According to a study by the Economic Policy Institute, in the United States alone, over 16.2 million people risk losing their cover over non-payment stemming from the unemployment caused by the Covid-19 pandemic.
A majority of insurance companies will always grant a grace period of 90 days beyond which you will lose your cover.
Therefore, a clear audit of your financial standing will help you project your current incomes versus the policy premiums.
Will your income, for example, be sufficient to finance the policy and still meet your current needs in case you disengage from your source of income for the next three months?
Explicitly studying your budget will also inform which policy is important for you, and at what cost.
For instance, auto, medical, or home insurance policy may be a necessity, rather than life insurance for low-income earners.
Do not be coerced to sign up for an expensive policy whose obligations you will end up failing to meet.
Seek expert advice
Making any important decision in life is not an easy task.
A 2016 study on consumer decision making in Health Care Marketplace by research firm Rand, indicates that many people make “good” decisions about insurance only to regret later.
“There is clear evidence that consumers have trouble making choices about health insurance plans. They often fail to select the best options, especially when facing many options,” reads part of the study.
To avoid falling into this category, seek the guidance of an expert who will interpret for you what the policy is and is not.
Ulbinate, A., & Kucinskiene, M. (2015) indicated that insurance purchase decision is strongly leaned to customer’s intellect, which can only be attained through consulting with the experts.
During this current COVID-19 pandemic, many insurance companies and clients are in court over whether the current policies cover pandemics or not.
Reuter’s News Agency reports in Paris, that the court had to intervene in a case involving a hotelier who demanded that AXA, one of the biggest insurance companies in France, pays him for the two months the hotelier was unable to open when authorities ordered a lockdown to stop the spread of COVID-19.
The Court ordered the insurer to pay but AXA is appealing the decision.
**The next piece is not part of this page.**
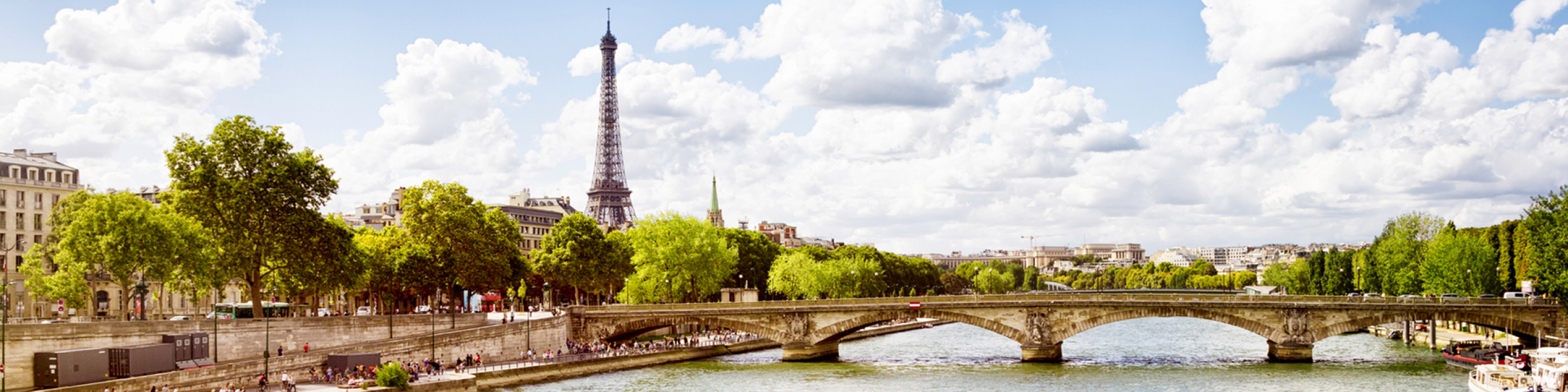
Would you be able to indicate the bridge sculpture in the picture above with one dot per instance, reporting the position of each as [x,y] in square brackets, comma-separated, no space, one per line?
[811,330]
This is a wakeup call for all policy owners and prospective buyers.
Assess the Claim Settlement History
It can be very heart-breaking that your insurer cannot settle your claim after years of sacrifice.
This article will interest you: How to Manage Your Money in a Post-lockdown Economy.
US billionaire Warren Buffett once said: “It takes 20 years to build a reputation and five minutes to ruin it”.
If you consider how arduous the process of building wealth is, even in generational wealth creation, you’ll negotiate the insurance market more carefully.
According to Money Control, a customer must always “choose a company with healthy claims settlement ratios, not only because you will get your money on time but because you are actually dealing with a company that respects you as an honest individual”.
A company with a ‘Repudiation Ratio’ or rejects of not more than 5 percent of its claims, is good enough to trust your money with, says Money Control.
You can find out the claim settlement history of a company by talking to the Insurance Regulatory Authority in your country, former clients, or beneficiaries of the insurance company of your interest, and what is reported in the press.
The other side of Warren Buffet’s saying is that great company with brands to protect pay a greater percentage of claims and pay them faster because they have efficient processes both before taking you on as a customer and after they have sold you a policy.
Such insurance companies have great customer satisfaction indices and are usually more compliant to regulations than companies that have poor claim settlement ratios, as the study by Money Control states.
We hope these three guiding principles will help you make better insurance decisions.
Remember, insurance can be and is a medium for generating generational wealth, not generational misery.